05/17/2026
Dating advice the internet lied about 🚩
1️⃣“The spark means it’s right.”
A lot of people mistake anxiety, unpredictability, and emotional intensity for chemistry. Some of the healthiest relationships actually start feeling calm, easy, and emotionally safe — which can feel “boring” if someone is used to chaos.
2️⃣“Never double text.”
A huge amount of modern dating advice encourages people to act emotionally detached to maintain leverage. In reality, healthy relationships usually involve clarity and warmth, not two people pretending they care less than they do.
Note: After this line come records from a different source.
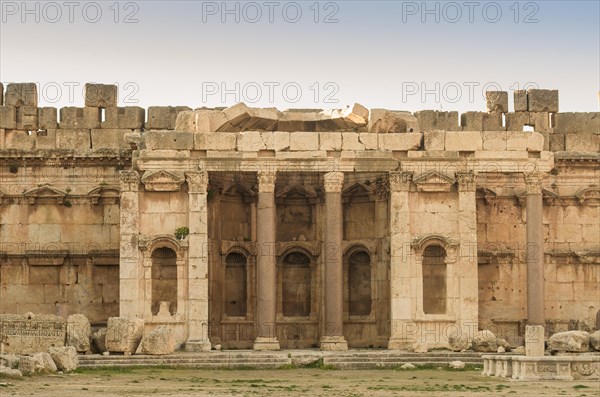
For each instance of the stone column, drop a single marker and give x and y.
(131, 273)
(467, 267)
(197, 267)
(334, 271)
(534, 254)
(403, 290)
(266, 275)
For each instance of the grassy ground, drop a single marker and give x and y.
(285, 382)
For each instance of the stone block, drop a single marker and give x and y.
(350, 141)
(330, 141)
(100, 95)
(572, 123)
(21, 94)
(27, 118)
(497, 101)
(169, 140)
(130, 117)
(520, 98)
(8, 117)
(390, 121)
(464, 140)
(109, 138)
(73, 117)
(400, 142)
(164, 117)
(73, 139)
(435, 120)
(303, 141)
(47, 118)
(542, 100)
(434, 140)
(583, 142)
(16, 139)
(494, 140)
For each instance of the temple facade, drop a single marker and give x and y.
(265, 229)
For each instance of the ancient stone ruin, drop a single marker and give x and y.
(266, 229)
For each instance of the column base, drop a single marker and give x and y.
(333, 343)
(197, 346)
(262, 343)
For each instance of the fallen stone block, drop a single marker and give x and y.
(65, 358)
(100, 95)
(497, 101)
(21, 94)
(161, 341)
(124, 334)
(79, 332)
(570, 341)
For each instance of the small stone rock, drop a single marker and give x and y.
(456, 365)
(65, 358)
(569, 341)
(595, 340)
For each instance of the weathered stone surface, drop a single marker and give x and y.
(485, 341)
(65, 358)
(21, 94)
(595, 340)
(99, 340)
(8, 117)
(542, 100)
(164, 117)
(44, 363)
(27, 334)
(160, 341)
(458, 341)
(497, 101)
(79, 332)
(390, 121)
(124, 334)
(520, 98)
(570, 341)
(100, 95)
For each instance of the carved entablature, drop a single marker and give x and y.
(45, 194)
(400, 181)
(130, 181)
(297, 191)
(104, 195)
(589, 196)
(433, 181)
(163, 181)
(333, 182)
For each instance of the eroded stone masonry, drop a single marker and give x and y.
(305, 228)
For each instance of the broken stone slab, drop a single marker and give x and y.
(164, 117)
(100, 95)
(123, 335)
(570, 341)
(497, 101)
(160, 341)
(392, 121)
(21, 94)
(28, 334)
(542, 100)
(73, 117)
(129, 117)
(79, 332)
(65, 358)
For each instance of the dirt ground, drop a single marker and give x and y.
(292, 382)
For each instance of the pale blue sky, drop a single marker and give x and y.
(399, 55)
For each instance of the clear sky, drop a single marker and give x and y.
(406, 55)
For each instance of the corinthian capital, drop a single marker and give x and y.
(333, 182)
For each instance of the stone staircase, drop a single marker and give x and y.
(353, 359)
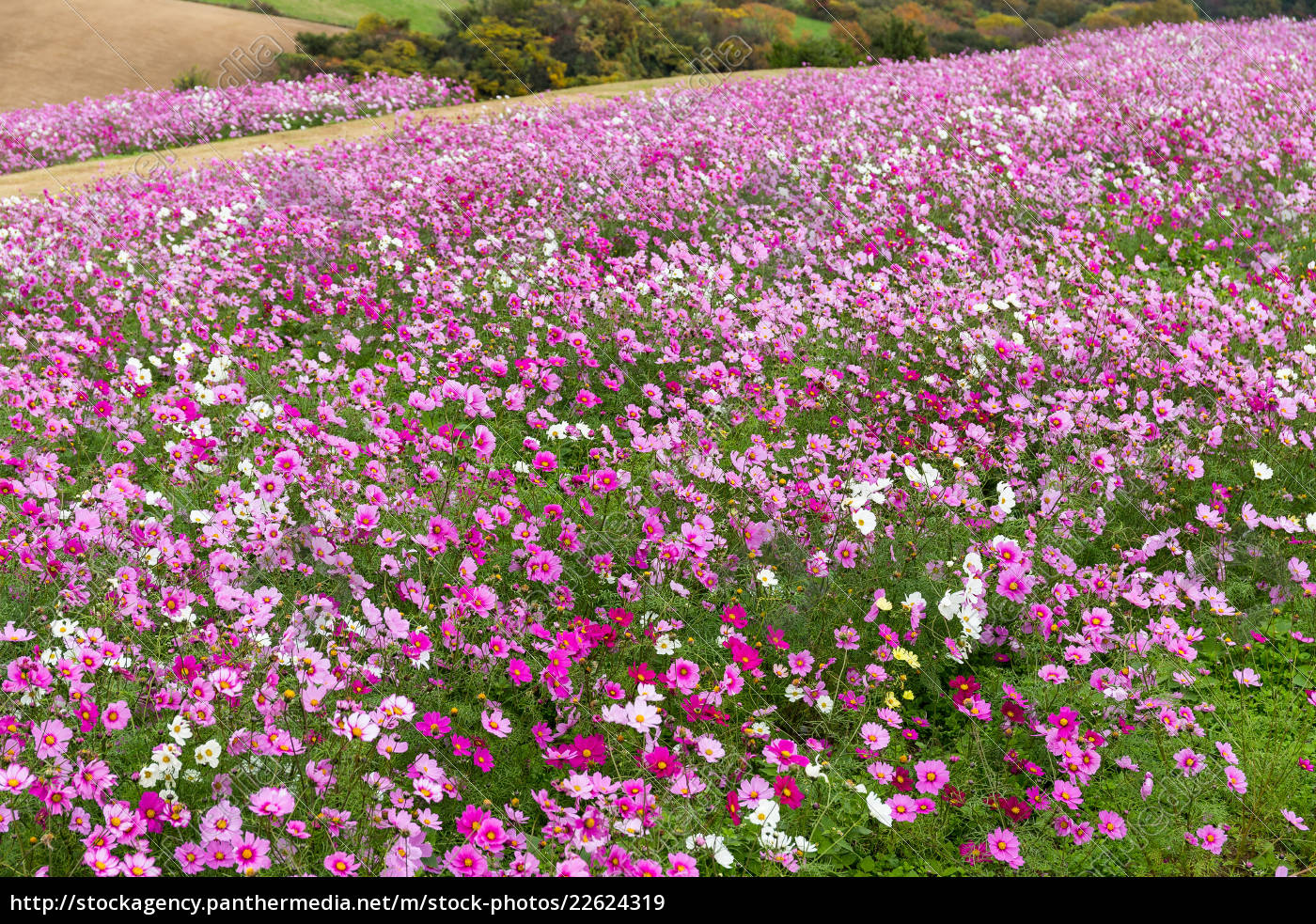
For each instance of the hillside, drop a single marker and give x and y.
(58, 52)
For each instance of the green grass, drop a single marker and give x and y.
(424, 15)
(807, 28)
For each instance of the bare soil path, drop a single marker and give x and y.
(68, 177)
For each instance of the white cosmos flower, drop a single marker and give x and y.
(766, 814)
(928, 477)
(878, 808)
(865, 522)
(208, 755)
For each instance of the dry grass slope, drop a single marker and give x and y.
(63, 50)
(65, 178)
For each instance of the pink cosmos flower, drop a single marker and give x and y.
(1112, 825)
(931, 776)
(1211, 838)
(1004, 847)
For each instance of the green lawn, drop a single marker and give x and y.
(807, 28)
(424, 15)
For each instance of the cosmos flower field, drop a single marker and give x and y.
(904, 470)
(142, 120)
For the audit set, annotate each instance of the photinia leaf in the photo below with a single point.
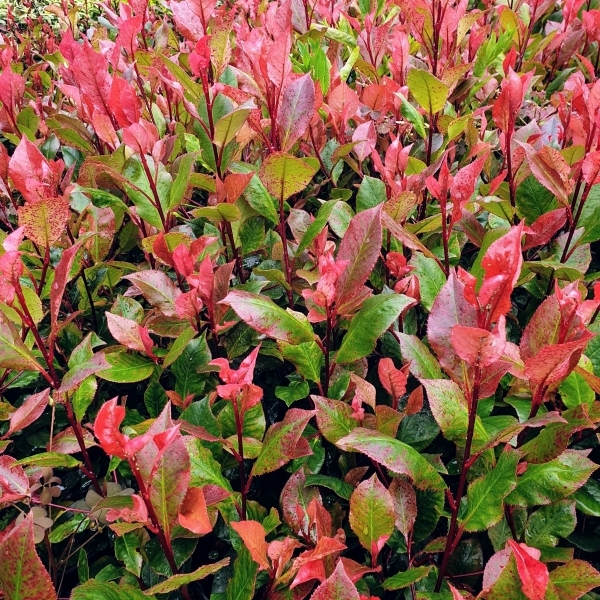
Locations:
(295, 111)
(552, 481)
(405, 505)
(485, 495)
(14, 484)
(360, 246)
(405, 578)
(334, 418)
(241, 585)
(22, 574)
(280, 442)
(96, 590)
(285, 175)
(533, 574)
(372, 516)
(373, 319)
(176, 581)
(572, 580)
(337, 587)
(28, 412)
(263, 315)
(193, 514)
(13, 352)
(45, 221)
(398, 457)
(427, 90)
(253, 534)
(450, 410)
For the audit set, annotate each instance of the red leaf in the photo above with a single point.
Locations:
(510, 99)
(14, 484)
(28, 412)
(106, 429)
(502, 265)
(393, 380)
(22, 573)
(449, 309)
(360, 246)
(544, 228)
(551, 170)
(254, 536)
(193, 514)
(533, 574)
(337, 587)
(33, 175)
(62, 274)
(296, 110)
(479, 347)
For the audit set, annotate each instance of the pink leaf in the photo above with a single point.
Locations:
(337, 587)
(533, 574)
(296, 110)
(254, 537)
(193, 514)
(22, 573)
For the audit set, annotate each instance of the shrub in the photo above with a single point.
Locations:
(299, 299)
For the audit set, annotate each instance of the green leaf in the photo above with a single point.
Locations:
(547, 525)
(178, 346)
(263, 315)
(431, 278)
(372, 513)
(412, 115)
(50, 459)
(395, 455)
(176, 581)
(552, 481)
(185, 369)
(370, 193)
(241, 585)
(375, 316)
(341, 488)
(180, 185)
(405, 578)
(285, 175)
(13, 352)
(572, 580)
(533, 200)
(205, 470)
(427, 90)
(126, 550)
(306, 357)
(485, 495)
(155, 399)
(317, 225)
(95, 590)
(297, 390)
(588, 498)
(333, 418)
(22, 574)
(257, 195)
(423, 364)
(280, 442)
(219, 213)
(575, 390)
(449, 408)
(126, 368)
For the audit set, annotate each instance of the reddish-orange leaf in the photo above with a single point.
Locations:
(254, 537)
(533, 573)
(193, 514)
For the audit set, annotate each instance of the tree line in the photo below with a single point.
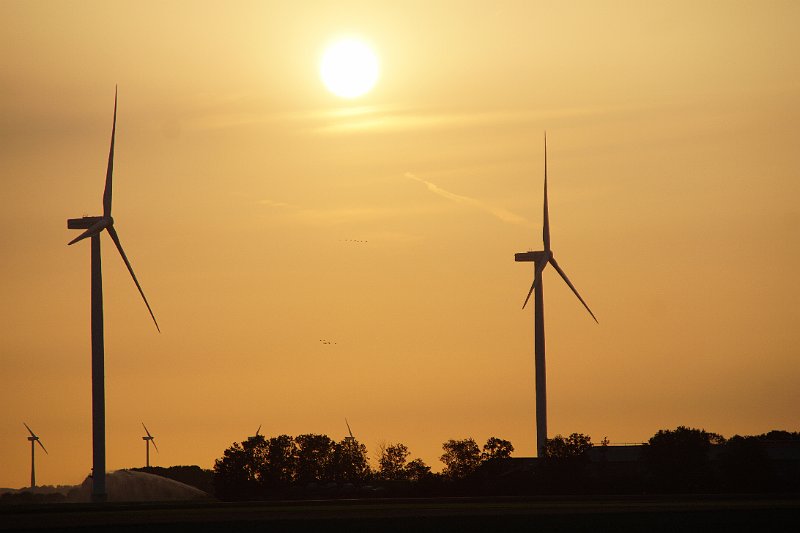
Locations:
(310, 464)
(679, 460)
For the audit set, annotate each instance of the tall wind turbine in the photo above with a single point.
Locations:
(351, 438)
(148, 439)
(540, 260)
(34, 440)
(93, 226)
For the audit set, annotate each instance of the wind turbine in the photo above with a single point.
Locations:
(93, 226)
(541, 259)
(148, 439)
(351, 438)
(34, 440)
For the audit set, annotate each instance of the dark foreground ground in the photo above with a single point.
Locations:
(558, 514)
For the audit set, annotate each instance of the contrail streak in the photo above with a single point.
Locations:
(502, 214)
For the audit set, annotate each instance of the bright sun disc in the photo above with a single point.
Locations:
(349, 68)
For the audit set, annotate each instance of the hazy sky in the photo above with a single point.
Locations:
(240, 184)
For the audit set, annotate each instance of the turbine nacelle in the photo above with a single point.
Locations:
(541, 257)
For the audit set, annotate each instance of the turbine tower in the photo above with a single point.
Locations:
(148, 439)
(351, 439)
(93, 226)
(540, 260)
(34, 440)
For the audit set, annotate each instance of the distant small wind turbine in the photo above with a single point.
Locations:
(93, 226)
(540, 260)
(34, 440)
(351, 438)
(148, 439)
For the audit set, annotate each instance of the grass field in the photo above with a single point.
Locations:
(565, 514)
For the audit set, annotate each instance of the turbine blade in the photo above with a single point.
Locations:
(546, 224)
(533, 285)
(93, 230)
(115, 238)
(571, 286)
(110, 170)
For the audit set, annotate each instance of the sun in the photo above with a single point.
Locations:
(349, 68)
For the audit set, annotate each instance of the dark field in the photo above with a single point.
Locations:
(646, 514)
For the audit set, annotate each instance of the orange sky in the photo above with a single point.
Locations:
(673, 132)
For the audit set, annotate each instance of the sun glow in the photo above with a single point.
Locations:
(349, 68)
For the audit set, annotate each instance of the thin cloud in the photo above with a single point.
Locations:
(500, 213)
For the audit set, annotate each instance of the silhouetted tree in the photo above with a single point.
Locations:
(392, 462)
(350, 462)
(461, 458)
(678, 460)
(496, 449)
(237, 475)
(417, 471)
(279, 469)
(314, 458)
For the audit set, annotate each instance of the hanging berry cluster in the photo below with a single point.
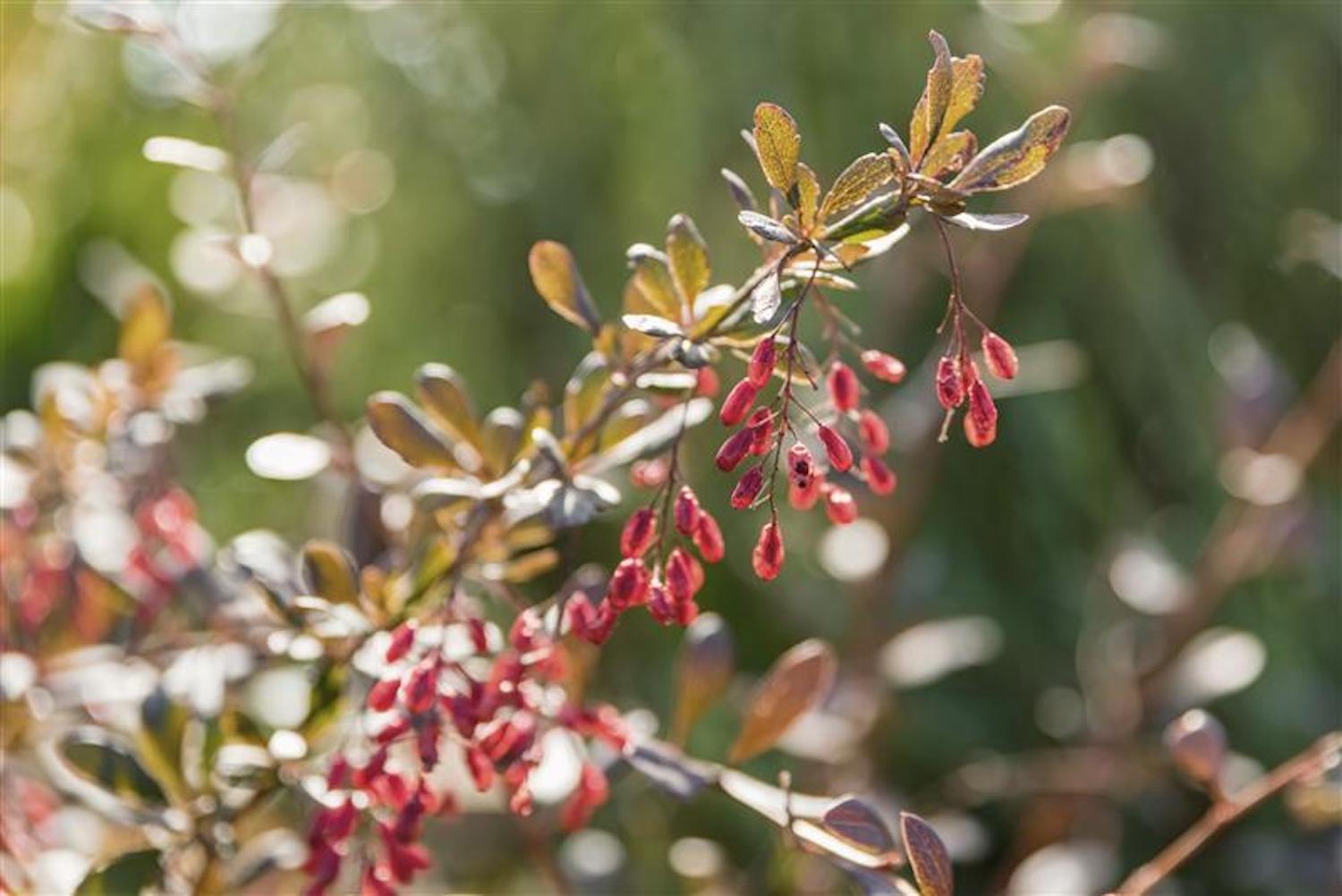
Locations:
(493, 703)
3️⃣"If they wanted to, they would.”
This gets treated like universal truth online, but real relationships are more nuanced than that. People can care deeply and still struggle with communication, trauma, timing, anxiety, burnout, or emotional expression. Sometimes lack of effort is the answer. Sometimes it’s not. The internet flattened a complicated reality into a slogan.
4️⃣“Being independent means never needing anyone.”
The internet glorifies hyper-independence to the point where vulnerability gets framed as weakness. But good relationships require interdependence. Being capable on your own is healthy. Refusing to rely on anyone emotionally usually creates distance, not intimacy.
5️⃣“Cut people off at the first flaw/red flag.”
Some online dating advice treats relationships like job interviews with instant disqualification rules. Obviously serious red flags matter. But the internet has started labeling normal human imperfection, awkwardness, conflict, nervousness, or incompatibility as “toxicity.” Real intimacy requires discernment, not perfection.